Lembaga yang didirikan pada Desember 2019 bekerja sama dengan IHW dan bermarkas di Azabu Plaza 1 Chome 2-18 Minato City, Tokyo, Japan tersebut juga merupakan kantor representatif dari LPPOMMUI.

Pemotongan hewan kurban dari Indonesia Halal Watch serta Ishihara Charity Foundation akan dilaksanakan mulai tanggal 31 Juli 2020 di beberapa kota di Indonesia yang meliputi:

Masjid Taqwa Lhong Raya, Banda Aceh Provinsi Aceh kemudian di Masjid Dinul Qoyyimah, Sunter, Jakarta Utara, Masjid Tajug An Nur, Jagapura, Cirebon, Jawa Barat, Pati, Jawa Tengah serta di Pamengpeuk, Garut, Jawa Barat.

“Ke depan kami juga sangat berharap dapat menggandeng beberapa lembaga sertifikasi halal luar negeri yang selama ini bermitra dengan Indonesia Halal Watch seperti Sinchung Halal for Taiwan dan lembaga sertifikasi halal luar negeri di Korea dan beberapa di kawasan Eropa. Langkah kecil yang dilakukan oleh IHW semoga dapat diikuti oleh para agnia dan para dermawan di Tanah Air,” sambung Ikhsan.
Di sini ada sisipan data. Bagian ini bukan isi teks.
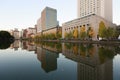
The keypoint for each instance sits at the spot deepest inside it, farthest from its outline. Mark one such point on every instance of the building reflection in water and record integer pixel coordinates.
(48, 58)
(94, 62)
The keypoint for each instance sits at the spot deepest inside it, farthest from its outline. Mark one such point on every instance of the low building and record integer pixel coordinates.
(91, 22)
(15, 33)
(56, 32)
(31, 32)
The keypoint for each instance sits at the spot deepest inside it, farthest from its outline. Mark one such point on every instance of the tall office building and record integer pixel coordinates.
(101, 8)
(48, 18)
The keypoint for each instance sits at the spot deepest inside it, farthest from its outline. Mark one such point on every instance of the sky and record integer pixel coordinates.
(22, 14)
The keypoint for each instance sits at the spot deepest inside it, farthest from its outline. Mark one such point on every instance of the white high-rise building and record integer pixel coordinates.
(101, 8)
(49, 18)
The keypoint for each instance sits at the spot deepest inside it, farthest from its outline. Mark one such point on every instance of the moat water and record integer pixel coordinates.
(59, 61)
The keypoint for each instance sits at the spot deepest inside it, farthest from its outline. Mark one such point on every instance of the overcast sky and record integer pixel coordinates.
(22, 14)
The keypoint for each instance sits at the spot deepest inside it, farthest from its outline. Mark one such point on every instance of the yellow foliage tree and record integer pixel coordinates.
(75, 33)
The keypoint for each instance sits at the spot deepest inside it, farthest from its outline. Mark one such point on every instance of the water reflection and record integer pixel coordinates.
(94, 62)
(5, 44)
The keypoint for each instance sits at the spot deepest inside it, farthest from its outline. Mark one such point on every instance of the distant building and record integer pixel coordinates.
(92, 21)
(49, 18)
(53, 30)
(101, 8)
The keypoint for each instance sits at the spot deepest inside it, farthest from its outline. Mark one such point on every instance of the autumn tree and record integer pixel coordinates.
(82, 32)
(90, 32)
(75, 33)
“Apabila kesadaran ini terajut, maka dipastikan pada hari Idul Adha seluruh penduduk negeri ini dapat menikmati daging korban. Hal ini juga sebagai bagian dari partisipasi IHW dalam rangka memperkuat ketahanan pangan dan melawan Covid-19. Tata cara berkurban di masa pandemi, IHW sekaligus mengajak saudara-saudara kita yang menyembelih hewan qurban dapat juga dilakukan dengan kerja sama dengan Rumah Pemotongan Hewan (RPH) terutama bagi yang tempat tinggalnya dekat dengan RPH.”
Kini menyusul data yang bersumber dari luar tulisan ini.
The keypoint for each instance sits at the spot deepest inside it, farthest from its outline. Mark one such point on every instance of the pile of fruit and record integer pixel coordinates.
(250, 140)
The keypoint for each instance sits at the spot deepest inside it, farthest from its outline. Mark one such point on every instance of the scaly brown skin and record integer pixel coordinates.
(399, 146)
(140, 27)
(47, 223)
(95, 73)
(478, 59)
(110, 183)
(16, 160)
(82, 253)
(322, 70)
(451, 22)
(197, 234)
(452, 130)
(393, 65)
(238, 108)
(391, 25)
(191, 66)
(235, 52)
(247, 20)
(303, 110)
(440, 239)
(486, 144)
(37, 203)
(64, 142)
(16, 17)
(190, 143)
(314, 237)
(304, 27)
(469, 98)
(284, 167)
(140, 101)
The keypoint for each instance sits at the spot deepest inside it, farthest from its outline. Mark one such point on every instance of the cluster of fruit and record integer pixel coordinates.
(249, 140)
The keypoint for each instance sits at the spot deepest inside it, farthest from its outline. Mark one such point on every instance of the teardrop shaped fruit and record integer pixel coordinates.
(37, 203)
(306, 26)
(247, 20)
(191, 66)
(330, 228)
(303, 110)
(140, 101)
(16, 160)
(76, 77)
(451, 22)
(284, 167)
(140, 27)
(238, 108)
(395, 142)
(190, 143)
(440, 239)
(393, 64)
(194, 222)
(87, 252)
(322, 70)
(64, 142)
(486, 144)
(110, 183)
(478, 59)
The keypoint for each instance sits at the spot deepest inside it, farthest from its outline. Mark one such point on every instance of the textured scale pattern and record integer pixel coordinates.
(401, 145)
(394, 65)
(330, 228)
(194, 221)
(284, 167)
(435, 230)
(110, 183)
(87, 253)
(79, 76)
Dengan mengikuti prosedur, mulai dari proses pemotongan hingga pengolahan dapat dijamin kebersihan dari daging kurban. Ikhsan menambahkan bahwa daging korban dapat dibagikan dalam bentuk kemasan kepada mereka yang berhak dan diantar door to door ke rumah-rumah saudara kita yang berhak menerima.
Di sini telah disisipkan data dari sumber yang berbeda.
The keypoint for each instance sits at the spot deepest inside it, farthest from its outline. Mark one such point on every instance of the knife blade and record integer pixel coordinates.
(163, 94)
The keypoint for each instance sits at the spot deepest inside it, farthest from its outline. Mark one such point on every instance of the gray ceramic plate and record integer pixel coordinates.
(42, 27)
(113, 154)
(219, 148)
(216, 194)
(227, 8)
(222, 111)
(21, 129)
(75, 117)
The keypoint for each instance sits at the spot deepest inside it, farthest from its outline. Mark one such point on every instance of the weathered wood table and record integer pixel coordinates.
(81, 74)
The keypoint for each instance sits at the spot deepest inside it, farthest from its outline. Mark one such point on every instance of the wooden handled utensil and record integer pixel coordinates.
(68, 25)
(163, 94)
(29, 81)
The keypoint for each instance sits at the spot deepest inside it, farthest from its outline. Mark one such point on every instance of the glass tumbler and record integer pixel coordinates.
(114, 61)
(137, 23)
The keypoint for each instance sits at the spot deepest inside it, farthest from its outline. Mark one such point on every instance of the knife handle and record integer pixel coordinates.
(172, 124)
“Apabila rumah kita sangat jauh dari lokasi Rumah Pemotongan Hewan (RPH), IHW menganjurkan penyembelihan hewan kurban yang akan disembelih adalah hewan yang sehat. Dipastikan hewan kurban disembelih oleh juru sembelih halal (juleha), menyembelih hewan kurban dengan tata cara syariah di tempat yang memiliki cukup air yang mengalir dan sanitary yang baik. Lalu diolah, ditimbang dan dikemas untuk dibagikan kepada yang berhak langsung ke pintu-pintu saudara kita yang berhak menerima dengan tetap wajib mengikuti protokol kesehatan serta menjaga social distancing , artinya mencegah terjadinya kerumunan masa yang dikhawatirkan dapat menjadi kluster baru bagi penyebaran Covid-19,” pungkasnya.